Несмотря на шумиху, которую едгинцы поднимали вокруг идолов, на воздвигнутые в их честь храмы, на жрецов и жриц, сидящих у государства на содержании, я так и не смог прийти к убеждению, что официальная религия есть нечто большее, чем поверхностный ритуал. Однако у них была еще другая вера, и с ней они сообразовывались во всех действиях; и хотя ни один непосвященный даже не заподозрил бы, что нечто подобное вообще может иметь место, в действительности именно эта религия была их главным советчиком и водителем, их компасом в житейском море; и не было почти ни одного поступка, какой они совершили или отказались совершить без опоры на ее заповеди.

Я довольно скоро стал подозревать, что официальная вера в едгинцах не так уж крепка: во-первых, я частенько слышал, как жрецы ее сетуют на всеобщее равнодушие, а без причины они вряд ли стали бы жаловаться; во-вторых, судя по ряду признаков, богине Идгран, в которую едгинцы действительно верили, ни на что подобное жаловаться не приходилось; и в-третьих, хотя жрецы постоянно на чем свет бранили Идгран как злейшую врагиню официальных божеств, было хорошо известно, что во всей стране у нее нет более преданных приверженцев, чем сами эти ругатели, часто бывшие скорее служителями Идгран, чем собственных богов. В любом случае, считать таких жрецов образцовыми священнослужителями я не могу.

Идгран занимала положение совершенно ненормальное; ее считали вездесущей и всемогущей, но представления о ней были лишены возвышенности: иногда она поступала жестоко, иногда попросту нелепо. Даже самые ревностные приверженцы ее стыдились и служили ей больше душою и делами, чем воздавая изустную хвалу. Служение это было нелицемерным; даже истово ей поклоняясь, они нередко вслух от нее отрекались. Однако она была божеством благодетельным и полезным и не слишком заботилась о том, что ее бранят и отвергают — лишь бы на деле слушались и страшились; благодаря ей сотни тысяч людей следовали путем, который делал жизнь терпимой и даже счастливой — не будь ее, они бы никогда на него не вступили; ожидать же, что более высокий и более духовный идеал возымеет над ними власть, не приходилось.

Сомневаюсь, готовы ли едгинцы принять некую лучшую религию; и хотя (имея в виду мою постепенно укрепившуюся убежденность, что они суть представители потерянных колен Израилевых) я, невзирая на все препятствия, приступил бы таки к их обращению, если бы видел перспективу успеха, пусть и самую отдаленную; но вряд ли можно было рассчитывать, что смещение Идгран с позиции главного объекта поклонения не будет сопряжено с пугающими последствиями.

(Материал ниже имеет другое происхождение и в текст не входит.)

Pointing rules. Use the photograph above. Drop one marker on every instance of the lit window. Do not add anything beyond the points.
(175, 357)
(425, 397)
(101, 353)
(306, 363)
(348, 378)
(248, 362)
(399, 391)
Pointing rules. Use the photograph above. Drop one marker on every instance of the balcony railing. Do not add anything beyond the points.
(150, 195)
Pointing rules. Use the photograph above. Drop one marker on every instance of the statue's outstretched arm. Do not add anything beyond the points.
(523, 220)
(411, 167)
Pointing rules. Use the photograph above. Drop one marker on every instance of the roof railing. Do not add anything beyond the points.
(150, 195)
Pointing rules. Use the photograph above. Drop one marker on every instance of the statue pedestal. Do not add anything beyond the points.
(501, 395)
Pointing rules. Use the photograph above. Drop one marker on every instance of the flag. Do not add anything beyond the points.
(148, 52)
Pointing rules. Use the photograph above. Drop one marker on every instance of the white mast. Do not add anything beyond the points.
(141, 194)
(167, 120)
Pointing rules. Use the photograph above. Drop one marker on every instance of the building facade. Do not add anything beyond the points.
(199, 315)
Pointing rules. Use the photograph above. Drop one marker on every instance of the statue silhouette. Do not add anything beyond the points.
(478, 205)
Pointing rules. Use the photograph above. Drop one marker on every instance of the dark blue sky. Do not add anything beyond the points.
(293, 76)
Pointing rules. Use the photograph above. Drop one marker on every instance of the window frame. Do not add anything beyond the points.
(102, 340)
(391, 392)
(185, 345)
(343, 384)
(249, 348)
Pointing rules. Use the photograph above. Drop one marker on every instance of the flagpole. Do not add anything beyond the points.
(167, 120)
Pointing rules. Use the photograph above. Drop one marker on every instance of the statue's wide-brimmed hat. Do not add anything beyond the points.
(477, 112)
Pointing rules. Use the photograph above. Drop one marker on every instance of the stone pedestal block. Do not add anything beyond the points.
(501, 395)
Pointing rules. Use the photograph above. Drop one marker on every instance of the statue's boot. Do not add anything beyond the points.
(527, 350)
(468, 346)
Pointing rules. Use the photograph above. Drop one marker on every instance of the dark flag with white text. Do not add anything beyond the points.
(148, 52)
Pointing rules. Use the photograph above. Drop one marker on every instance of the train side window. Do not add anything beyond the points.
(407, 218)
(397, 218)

Будь я философом, мне следовало бы признать, что постепенное распространение культа Идгран, ныне у них общепринятого, есть величайшее духовное благо, какое только могло быть им даровано, и преодолеть его влияние если и можно, то разве что подав им пример наглядный и назидательный. Мне бросалось в глаза, что, как правило, люди, громче всех заявлявшие, что Идгран — божество недостаточно возвышенное, сами вряд ли дотягивали до моральных критериев, этой богиней установленных, а с другой стороны, я часто встречался с людьми, принадлежавшими к категории, которую я про себя называл «высшими идгранитами»: что касается поведения и отношения к делам житейским, они, казалось мне, достигли высот, к каким человеку по природе своей и должно стремиться.

Они были джентльменами в полном смысле слова — а разве этим не всё сказано? Они редко заводили речь об Идгран и даже не намекали на нее, но никогда не шли вразрез с ее велениями, не имея на то серьезных оснований; и если поступали ей наперекор, то лишь будучи твердо уверены в себе и в собственной правоте — и богиня редко их наказывала, ибо они отважны, Идгран же трусовата. Большинство из них умело сносно изъясняться на «гипотетическом языке», а иные — правда, лишь немногие — знали его изрядно. Не думаю, чтобы язык этот сыграл большую роль в том, что они стали такими, какие есть; однако помимо факта, что почти все они владели его начатками, была еще одна важная причина, чтобы питать уважение к «гипотетическому языку».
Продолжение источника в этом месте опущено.